The illusion of "doing several things at the same time" is created by the OS or interrupts switching quickly between which tasks is currently being executed on that CPU core.
When an interrupt occurs, the CPU will shelve its current context (registers, program counter, etc) into memory to be able to resume later from where it was, then switch to the interrupt code, execute it, then once finished resume from where it was.
A multitasking OS expands on that, by having interrupts that can resume into another waiting task. So, for example if data is received on the serial port, an interrupt is raised, the OS reads the data, then checks if there was a task waiting for that. If so, it can give control to that task, otherwise to any other task waiting to execute.
If the current task does not yield, the OS will let it execute for a certain amount of time until a timer interrupt occurs, then switch to another waiting task, attempting to share available CPU time in a useful manner.

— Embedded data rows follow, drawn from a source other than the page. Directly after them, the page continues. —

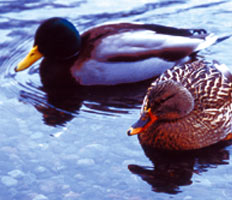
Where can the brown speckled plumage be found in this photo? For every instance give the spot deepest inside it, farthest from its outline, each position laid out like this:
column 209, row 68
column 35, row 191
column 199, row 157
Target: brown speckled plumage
column 210, row 119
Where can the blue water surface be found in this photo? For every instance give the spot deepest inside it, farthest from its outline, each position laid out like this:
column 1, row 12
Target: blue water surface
column 75, row 146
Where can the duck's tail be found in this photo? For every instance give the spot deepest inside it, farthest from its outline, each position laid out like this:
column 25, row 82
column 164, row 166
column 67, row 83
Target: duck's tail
column 210, row 40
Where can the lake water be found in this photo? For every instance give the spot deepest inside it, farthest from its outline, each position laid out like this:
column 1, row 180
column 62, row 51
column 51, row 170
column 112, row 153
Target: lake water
column 75, row 146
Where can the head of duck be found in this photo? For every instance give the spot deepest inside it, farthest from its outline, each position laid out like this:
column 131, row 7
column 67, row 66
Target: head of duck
column 56, row 39
column 166, row 101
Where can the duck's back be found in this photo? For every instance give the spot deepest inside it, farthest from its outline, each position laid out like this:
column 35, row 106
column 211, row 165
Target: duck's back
column 210, row 121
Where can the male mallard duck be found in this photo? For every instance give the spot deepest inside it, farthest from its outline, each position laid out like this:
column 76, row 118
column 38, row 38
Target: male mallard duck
column 187, row 107
column 115, row 53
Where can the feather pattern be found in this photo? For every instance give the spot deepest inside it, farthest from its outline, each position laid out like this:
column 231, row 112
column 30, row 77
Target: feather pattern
column 211, row 119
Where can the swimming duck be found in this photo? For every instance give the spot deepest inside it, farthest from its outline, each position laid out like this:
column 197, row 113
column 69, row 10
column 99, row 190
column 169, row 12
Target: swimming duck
column 112, row 54
column 187, row 107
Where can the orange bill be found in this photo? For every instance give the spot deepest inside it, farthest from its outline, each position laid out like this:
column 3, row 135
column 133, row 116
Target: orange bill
column 146, row 120
column 31, row 58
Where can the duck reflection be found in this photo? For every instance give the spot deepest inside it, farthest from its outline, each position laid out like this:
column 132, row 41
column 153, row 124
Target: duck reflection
column 174, row 169
column 63, row 99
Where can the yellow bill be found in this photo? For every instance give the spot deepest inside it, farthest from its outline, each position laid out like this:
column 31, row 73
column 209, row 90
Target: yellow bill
column 31, row 58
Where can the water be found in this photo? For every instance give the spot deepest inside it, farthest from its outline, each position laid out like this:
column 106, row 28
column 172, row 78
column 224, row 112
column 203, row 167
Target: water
column 74, row 146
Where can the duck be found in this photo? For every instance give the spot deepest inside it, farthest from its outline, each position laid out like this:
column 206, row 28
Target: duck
column 111, row 54
column 188, row 107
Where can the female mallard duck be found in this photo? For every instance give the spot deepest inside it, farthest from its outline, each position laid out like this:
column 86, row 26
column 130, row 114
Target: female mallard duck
column 115, row 53
column 187, row 107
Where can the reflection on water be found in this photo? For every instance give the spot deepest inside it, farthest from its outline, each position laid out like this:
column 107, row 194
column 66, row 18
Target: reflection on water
column 60, row 101
column 89, row 157
column 172, row 169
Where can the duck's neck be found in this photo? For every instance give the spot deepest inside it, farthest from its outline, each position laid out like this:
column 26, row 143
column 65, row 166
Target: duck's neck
column 56, row 74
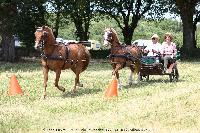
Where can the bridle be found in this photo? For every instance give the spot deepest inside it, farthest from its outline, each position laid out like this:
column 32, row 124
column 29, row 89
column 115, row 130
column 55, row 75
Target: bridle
column 108, row 37
column 42, row 40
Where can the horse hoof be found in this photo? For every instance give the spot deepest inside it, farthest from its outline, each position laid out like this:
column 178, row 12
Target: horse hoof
column 80, row 85
column 61, row 88
column 44, row 97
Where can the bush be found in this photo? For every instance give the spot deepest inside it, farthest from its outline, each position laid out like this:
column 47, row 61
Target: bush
column 99, row 54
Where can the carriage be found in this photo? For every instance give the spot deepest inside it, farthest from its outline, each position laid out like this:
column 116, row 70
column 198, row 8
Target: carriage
column 154, row 66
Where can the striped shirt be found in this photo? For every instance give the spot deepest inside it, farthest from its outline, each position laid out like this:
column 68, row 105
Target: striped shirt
column 168, row 49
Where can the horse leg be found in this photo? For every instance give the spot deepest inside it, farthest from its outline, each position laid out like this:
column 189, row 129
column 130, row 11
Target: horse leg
column 130, row 78
column 116, row 73
column 58, row 72
column 77, row 72
column 136, row 72
column 45, row 73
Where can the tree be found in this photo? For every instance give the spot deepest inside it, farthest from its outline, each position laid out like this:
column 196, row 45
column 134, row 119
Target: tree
column 126, row 13
column 8, row 11
column 57, row 8
column 187, row 10
column 80, row 12
column 30, row 14
column 190, row 15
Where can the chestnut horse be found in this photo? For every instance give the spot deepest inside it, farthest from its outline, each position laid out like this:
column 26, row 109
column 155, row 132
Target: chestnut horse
column 58, row 56
column 122, row 56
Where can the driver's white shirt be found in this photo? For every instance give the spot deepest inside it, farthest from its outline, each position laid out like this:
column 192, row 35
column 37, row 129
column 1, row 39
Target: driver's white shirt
column 151, row 47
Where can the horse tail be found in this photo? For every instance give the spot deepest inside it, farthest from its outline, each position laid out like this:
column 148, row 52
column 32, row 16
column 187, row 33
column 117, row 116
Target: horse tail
column 86, row 58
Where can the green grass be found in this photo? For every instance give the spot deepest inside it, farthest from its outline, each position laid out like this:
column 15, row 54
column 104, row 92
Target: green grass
column 155, row 106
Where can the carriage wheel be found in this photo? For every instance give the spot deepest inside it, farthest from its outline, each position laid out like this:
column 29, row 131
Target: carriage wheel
column 146, row 78
column 174, row 76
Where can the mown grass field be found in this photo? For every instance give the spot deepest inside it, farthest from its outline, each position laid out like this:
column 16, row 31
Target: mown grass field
column 157, row 106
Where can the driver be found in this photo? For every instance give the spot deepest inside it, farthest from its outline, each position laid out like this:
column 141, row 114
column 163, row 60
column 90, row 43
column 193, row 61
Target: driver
column 154, row 48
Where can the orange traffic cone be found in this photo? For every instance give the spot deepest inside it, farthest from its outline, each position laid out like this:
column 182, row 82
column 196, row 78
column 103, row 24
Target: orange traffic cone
column 112, row 89
column 14, row 88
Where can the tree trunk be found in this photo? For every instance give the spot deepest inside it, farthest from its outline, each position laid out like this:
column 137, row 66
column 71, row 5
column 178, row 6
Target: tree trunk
column 8, row 48
column 187, row 9
column 188, row 34
column 55, row 30
column 128, row 35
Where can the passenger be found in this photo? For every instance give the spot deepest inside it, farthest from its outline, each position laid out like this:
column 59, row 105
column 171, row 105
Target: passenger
column 168, row 50
column 153, row 49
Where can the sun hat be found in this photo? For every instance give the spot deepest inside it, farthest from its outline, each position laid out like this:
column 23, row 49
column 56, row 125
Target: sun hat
column 155, row 36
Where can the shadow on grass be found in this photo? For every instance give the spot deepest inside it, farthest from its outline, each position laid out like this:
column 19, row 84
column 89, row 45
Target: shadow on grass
column 142, row 84
column 81, row 92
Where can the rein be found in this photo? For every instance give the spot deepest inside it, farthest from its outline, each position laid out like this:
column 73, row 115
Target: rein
column 51, row 57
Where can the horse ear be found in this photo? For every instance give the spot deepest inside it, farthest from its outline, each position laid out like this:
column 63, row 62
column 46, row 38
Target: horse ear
column 45, row 33
column 43, row 27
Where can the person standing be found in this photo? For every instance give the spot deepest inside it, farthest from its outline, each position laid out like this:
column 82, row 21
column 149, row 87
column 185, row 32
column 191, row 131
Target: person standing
column 168, row 50
column 153, row 49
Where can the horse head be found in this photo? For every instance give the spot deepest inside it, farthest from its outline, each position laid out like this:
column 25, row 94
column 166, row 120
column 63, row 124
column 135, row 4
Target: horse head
column 110, row 37
column 42, row 35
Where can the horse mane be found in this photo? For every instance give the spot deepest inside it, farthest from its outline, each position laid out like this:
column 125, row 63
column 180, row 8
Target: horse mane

This introduces the notion of latency: when something happens (like a button press) what is the delay until your code executes to process the event? Sometimes you want that delay to be as low as possible, sometimes a guaranteed upper bound is alright, or you may want the delay to be as constant as possible. This latency also depends on how many other things may happen at the same time which also require processing.

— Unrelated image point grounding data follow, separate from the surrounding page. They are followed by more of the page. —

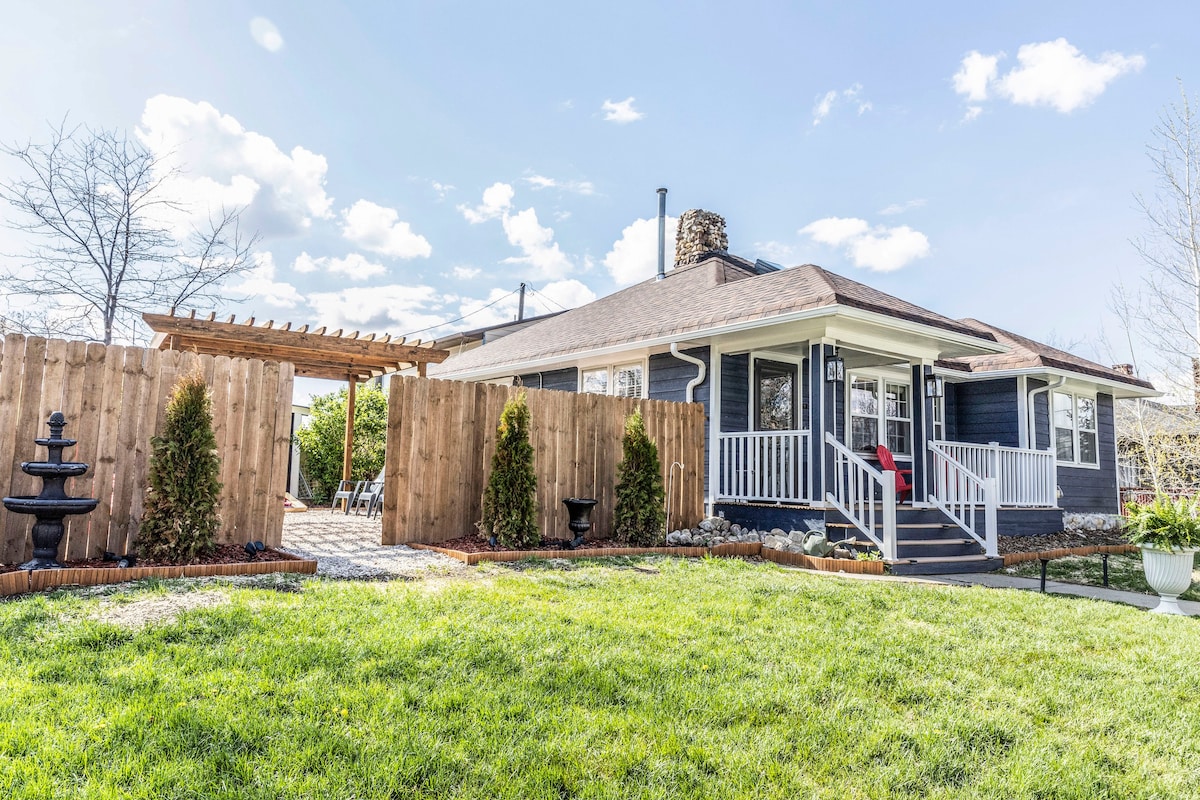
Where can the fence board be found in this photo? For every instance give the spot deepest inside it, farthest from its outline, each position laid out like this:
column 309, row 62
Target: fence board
column 114, row 400
column 442, row 437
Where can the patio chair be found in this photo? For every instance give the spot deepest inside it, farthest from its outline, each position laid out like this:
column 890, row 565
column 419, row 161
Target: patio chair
column 904, row 476
column 370, row 494
column 347, row 491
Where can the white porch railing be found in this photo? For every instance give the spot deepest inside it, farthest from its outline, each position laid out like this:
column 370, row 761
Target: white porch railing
column 1024, row 477
column 963, row 495
column 766, row 465
column 853, row 493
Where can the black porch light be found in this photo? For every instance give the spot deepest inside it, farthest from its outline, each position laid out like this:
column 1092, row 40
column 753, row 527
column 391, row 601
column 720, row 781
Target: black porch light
column 835, row 368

Various ways to acquire a timestamp for a level change on a pin:
- Polling the pin with code
This will only notice the change when the code is executing, so when no other task or interrupt is executing instead. Thus the latency will depend on task load, other tasks priority, etc. This has the highest maximum latency, potentially milliseconds or more, and it wastes a lot of CPU time polling the pin.
The MCU is configured to raise an interrupt on level change on the pin. When that occurs, there is a short wait (few cycles to few tens of cycles depending on MCU) as the CPU stores its current execution context and switches to your interrupt code. However, if several other interrupts arrive at the same time, or if it was already processing a higher priority interrupt, then it'll have to finish that before executing your interrupt code checking the pin, which adds latency. If several pins change at the same time, who knows in what order the interrupts will execute.
Interrupt code should only do what needs to be done urgently, like storing the timestamp or input data in a FIFO. Then, later, a task can process it.
- Timer/counter in capture mode
This sidesteps the CPU, and this time, if you have several timers or capture units, they do run in parallel. When the level change occurs, the capture unit will store the current value of the counter (acting as timestamp) into a register, then raise an interrupt. This has latency, so the event will be processed later, but the event timestamp that was stored by the capture unit is as accurate as possible.
In this case the latency for capturing the timestamp is fixed, very low, and known. If several events happen at the same time, they can be captured at the same time, with an error of +/- 1 cycle depending when they happen relative to the time the counter increments.
This still does not guarantee interrupts will execute in the order of the incoming level change events, but the timestamps will be correct.